Bien que très contraignant, le travail des régulateurs a été facilité ces quinze dernières années, par l'apparition de l'informatique et des télécommandes. Auparavant, tout se passait par téléphone, et le régulateur demandait aux gares de garer tel train jusqu'à telle heure. Le chef de gare s'empressait alors de fermer ses signaux, tourner ses aiguilles (souvent en vélo !). Ces mêmes chefs de gare notaient l'heure de passage des trains et renseignaient, toujours par téléphone, le régulateur qui pouvait compléter son graphique.
Aujourd'hui, beaucoup de petites gares ont disparu, et les chefs de gare avec elles. Les trains sont suivis par des enclenchements de zones, signalisées sur le pupitre du régulateur. Les graphiques sont informatisés et défilent sur des écrans. Les voies d'évitement sont commandées directement par le régulateur, à distance.
Jadis, tous les trains roulaient à gauche, d'une façon générale. (sauf en Alsace !). Aujourd'hui, les nouvelles techniques permettent de faire rouler les trains sur la voie de droite, le temps d'être doublé par un train plus rapide. Cet avantage permet d'améliorer considérablement la circulation. Il s'agit d'Installations Permanentes de Contre Sens, très informatisées et sécurisées. Ces installations sont également très utiles en cas d'anomalies sur une voie.
Les nouvelles lignes à grande vitesse (les LGV) permettent de rouler indifféremment à droite ou à gauche.
Désormais, la majorité des trains sont équipés de la liaison "sol-train", (la radio).

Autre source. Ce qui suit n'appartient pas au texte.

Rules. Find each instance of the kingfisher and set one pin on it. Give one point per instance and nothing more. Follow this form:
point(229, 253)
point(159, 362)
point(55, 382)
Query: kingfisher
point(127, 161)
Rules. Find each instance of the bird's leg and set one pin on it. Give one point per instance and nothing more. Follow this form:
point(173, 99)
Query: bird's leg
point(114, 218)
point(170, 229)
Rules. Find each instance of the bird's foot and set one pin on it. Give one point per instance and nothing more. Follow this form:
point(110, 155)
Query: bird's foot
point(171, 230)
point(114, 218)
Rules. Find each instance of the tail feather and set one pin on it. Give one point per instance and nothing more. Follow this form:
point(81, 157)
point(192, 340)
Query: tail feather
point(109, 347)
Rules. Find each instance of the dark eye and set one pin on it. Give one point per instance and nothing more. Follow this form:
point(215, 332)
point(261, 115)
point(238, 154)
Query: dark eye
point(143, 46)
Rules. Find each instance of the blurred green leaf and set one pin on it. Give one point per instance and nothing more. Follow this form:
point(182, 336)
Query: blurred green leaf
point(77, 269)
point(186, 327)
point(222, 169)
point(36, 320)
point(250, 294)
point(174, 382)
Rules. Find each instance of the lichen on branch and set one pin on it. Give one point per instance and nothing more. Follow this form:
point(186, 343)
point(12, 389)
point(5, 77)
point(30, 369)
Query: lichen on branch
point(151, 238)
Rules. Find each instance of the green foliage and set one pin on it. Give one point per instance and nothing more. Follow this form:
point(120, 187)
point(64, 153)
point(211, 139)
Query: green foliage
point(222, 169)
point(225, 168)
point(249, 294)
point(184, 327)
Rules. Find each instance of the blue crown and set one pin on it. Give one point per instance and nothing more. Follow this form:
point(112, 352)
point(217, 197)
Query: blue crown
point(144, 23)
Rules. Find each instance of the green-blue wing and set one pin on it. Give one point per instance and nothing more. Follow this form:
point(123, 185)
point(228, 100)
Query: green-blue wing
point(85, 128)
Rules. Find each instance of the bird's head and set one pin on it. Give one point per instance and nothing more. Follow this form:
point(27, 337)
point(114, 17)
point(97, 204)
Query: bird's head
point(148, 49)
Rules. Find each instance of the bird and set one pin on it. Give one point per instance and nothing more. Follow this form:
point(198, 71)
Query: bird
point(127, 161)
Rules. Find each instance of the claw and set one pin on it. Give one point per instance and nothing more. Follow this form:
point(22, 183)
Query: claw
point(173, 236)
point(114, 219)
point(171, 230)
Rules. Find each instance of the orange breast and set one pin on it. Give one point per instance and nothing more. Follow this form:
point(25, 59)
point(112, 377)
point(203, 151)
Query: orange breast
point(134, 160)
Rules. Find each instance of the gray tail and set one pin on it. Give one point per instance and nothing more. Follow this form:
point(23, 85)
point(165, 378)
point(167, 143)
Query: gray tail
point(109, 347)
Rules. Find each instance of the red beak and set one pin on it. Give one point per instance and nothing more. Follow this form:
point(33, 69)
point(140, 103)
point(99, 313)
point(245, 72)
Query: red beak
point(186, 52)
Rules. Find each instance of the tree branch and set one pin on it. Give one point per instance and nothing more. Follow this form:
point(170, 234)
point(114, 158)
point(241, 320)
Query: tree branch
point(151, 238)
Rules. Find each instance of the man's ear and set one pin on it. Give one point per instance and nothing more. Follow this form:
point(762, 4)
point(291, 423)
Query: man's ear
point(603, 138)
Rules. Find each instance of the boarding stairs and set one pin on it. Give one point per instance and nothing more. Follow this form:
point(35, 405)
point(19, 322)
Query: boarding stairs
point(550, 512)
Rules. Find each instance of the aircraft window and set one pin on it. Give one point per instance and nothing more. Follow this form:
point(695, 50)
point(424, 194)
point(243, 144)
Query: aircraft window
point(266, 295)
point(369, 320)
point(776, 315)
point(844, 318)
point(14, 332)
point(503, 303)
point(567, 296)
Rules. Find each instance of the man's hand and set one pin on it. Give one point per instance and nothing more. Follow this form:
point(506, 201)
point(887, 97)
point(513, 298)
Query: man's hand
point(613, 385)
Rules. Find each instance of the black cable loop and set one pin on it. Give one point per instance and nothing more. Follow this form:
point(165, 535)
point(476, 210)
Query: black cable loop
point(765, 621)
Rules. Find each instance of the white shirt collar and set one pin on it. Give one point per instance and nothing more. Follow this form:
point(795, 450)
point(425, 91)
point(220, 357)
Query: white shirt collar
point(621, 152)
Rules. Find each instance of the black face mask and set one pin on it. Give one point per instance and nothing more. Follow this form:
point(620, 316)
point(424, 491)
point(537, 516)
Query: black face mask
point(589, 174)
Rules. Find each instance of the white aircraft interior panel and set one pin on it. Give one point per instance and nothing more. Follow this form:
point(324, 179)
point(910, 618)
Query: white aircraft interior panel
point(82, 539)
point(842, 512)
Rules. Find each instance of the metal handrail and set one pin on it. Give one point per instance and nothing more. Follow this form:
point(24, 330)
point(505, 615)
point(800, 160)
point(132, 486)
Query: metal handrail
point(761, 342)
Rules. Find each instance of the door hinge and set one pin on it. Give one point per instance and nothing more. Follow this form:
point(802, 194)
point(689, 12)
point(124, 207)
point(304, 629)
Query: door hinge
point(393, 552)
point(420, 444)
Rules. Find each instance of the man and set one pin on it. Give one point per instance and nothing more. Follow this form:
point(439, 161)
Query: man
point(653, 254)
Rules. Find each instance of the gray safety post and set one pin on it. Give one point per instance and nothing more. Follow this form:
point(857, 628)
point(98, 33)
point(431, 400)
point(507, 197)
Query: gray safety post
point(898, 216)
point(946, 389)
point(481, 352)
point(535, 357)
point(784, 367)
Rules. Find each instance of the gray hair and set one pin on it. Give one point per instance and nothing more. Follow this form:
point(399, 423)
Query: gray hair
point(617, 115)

Cela permet des contacts directs entre les mécaniciens et les régulateurs, et des décisions plus rapides.
Mais malgré la modernité, le travail de régulateur reste éprouvant dans certains secteurs. Dans les moments perturbés, ces agents sont au bord de l'asphyxie. C'est pourquoi il leur arrive d'aller prendre l'air pour "refroidir" un peu !.